Patrick deWitt also wrote the bestselling 2011 book The Sisters Brothers. _portrait_2015Danny Palmerlee
Twenty pages into Undermajordomo Minor, Patrick deWitt briefly abandons his hero Lucien (Lucy) Minor to narrate a bizarre spat between two engineers driving a train Lucy is preparing to take. Eirik, the assistant train engineer, is enraged that his junior colleague, Alexander, has been promoted over him to full engineer. To make matters worse, Eirik suspects – correctly, as it happens – that his wife is secretly eating his cheese and lying to him about it.
The interlude ends violently, as interludes in deWitt's books often do, with Eirik chopping Alexander's hand in two with a spade, but not before the reader is treated to a deliciously odd recitation of Eirik's dreams, including one in which Eirik's wife is "lying on the table nude while Alexander carved elegant swaths into her broad white calf with a paring knife, for she herself was fashioned from cheese."
Read as a stand-alone tale, the saga of Eirik and Alexander is a witty riff on the frustrations of workplace and domestic life. Read as part of a novel, however, the episode is a puzzle. The chapter that follows Eirik tossing the severed fingers of his fellow engineer's hand into the fire begins with the words, "Lucy knew none of this, and never would know." After that, Eirik and Alexander never reappear and play no role in the ultimate fate of the novel's hero.
Too much of Undermajordomo Minor works this way. Page by page, the book is often a hoot, brimming with winningly quirky characters operating by their own twisted fairy-tale logic. But as a whole, the novel is a well-written muddle that founders on its weak central character and choppy plotting.
Even at his best, deWitt approaches his plots crabwise, lingering over crackpot minor characters and sending his heroes on ingeniously concocted wild-goose chases. In the opening chapters of his 2011 bestseller, The Sisters Brothers, the two brothers, Charlie and Eli Sisters, are waylaid on their journey from Oregon City to San Francisco by, among others, a man weeping for no reason, a ravenous grizzly bear, a witch who casts a mysterious spell on them with beads and a frontier dentist who instructs Eli on the rudiments of dental hygiene.
But Charlie and Eli Sisters are Wild West gunslingers travelling to San Francisco to kill a man, and deWitt's narrative filibustering works because it so gleefully subverts the conventions of the traditional Western and draws out the moral divide between murderous Charlie and his more sensitive brother Eli, who narrates the novel.
Lucy Minor, to put the matter bluntly, is no Eli Sisters. An aimless whelp sent away from home after his father dies, Lucy takes a lowly position in a mouldering castle assisting the majordomo, Mr. Olderglough, who lives for the perfect cup of tea and is trying, unsuccessfully, to teach his mynah bird to sing. Mr. Olderglough and his incompetent cook, Agnes, are all that remain of a once-vast staff caring for Baron Von Aux, who has been driven mad by his love for his now-departed baroness.
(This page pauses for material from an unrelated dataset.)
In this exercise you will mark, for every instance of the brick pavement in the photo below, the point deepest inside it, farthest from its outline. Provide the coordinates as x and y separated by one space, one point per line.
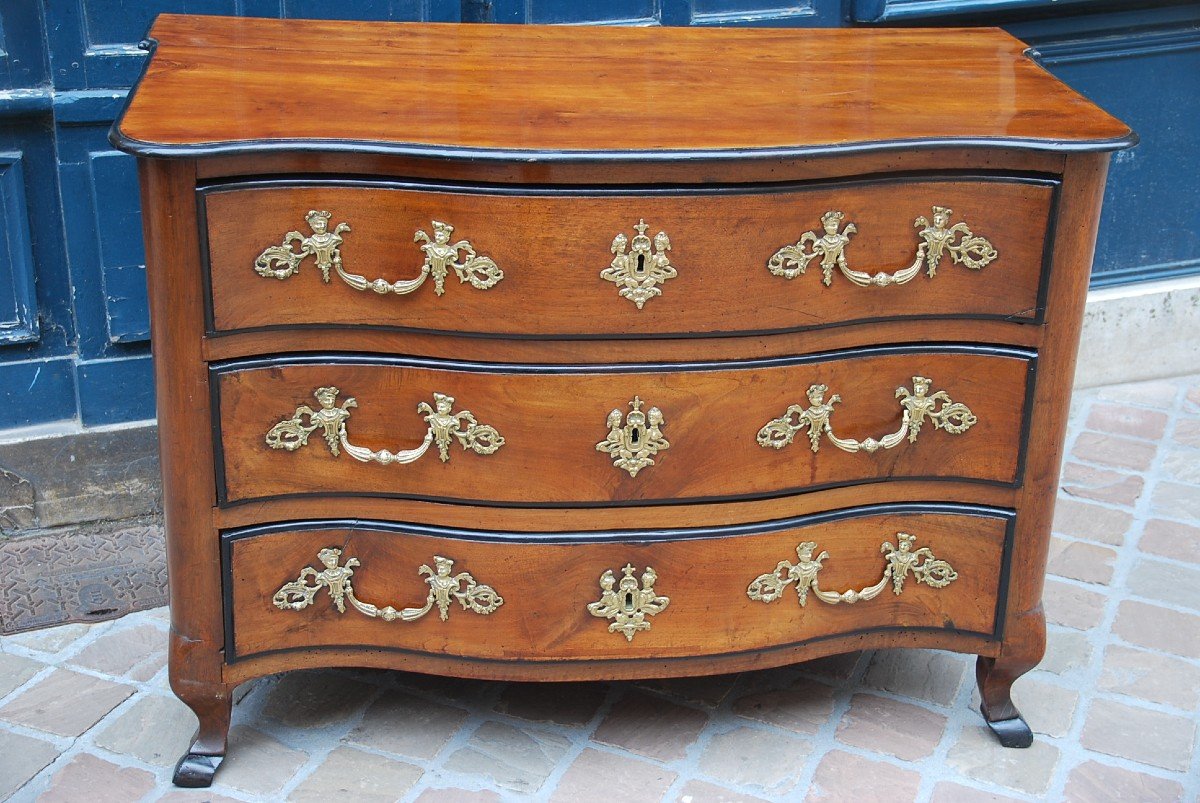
85 713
This is the overriding theme of Undermajordomo Minor: Love is a thing that drives men mad. Through an enterprising pair of pickpockets whom Lucy meets on the train to Castle Von Aux, Lucy is introduced to the beautiful peasant girl Klara, who, unfortunately for Lucy, has also caught the eye of Adolphus, the "exceptionally handsome" leader of a band of partisans waging an endless guerrilla war that neither Lucy nor the reader ever learns the point of.
Despite deWitt's unfailingly deft dialogue and a series of increasingly inventive unlikely events, the love story between Lucy and Klara never truly catches fire, and one senses that deWitt has included it, along with the other tales of unrequited love that fill the book, only grudgingly, in order to fulfill the requirement that a novel have a central plot and theme.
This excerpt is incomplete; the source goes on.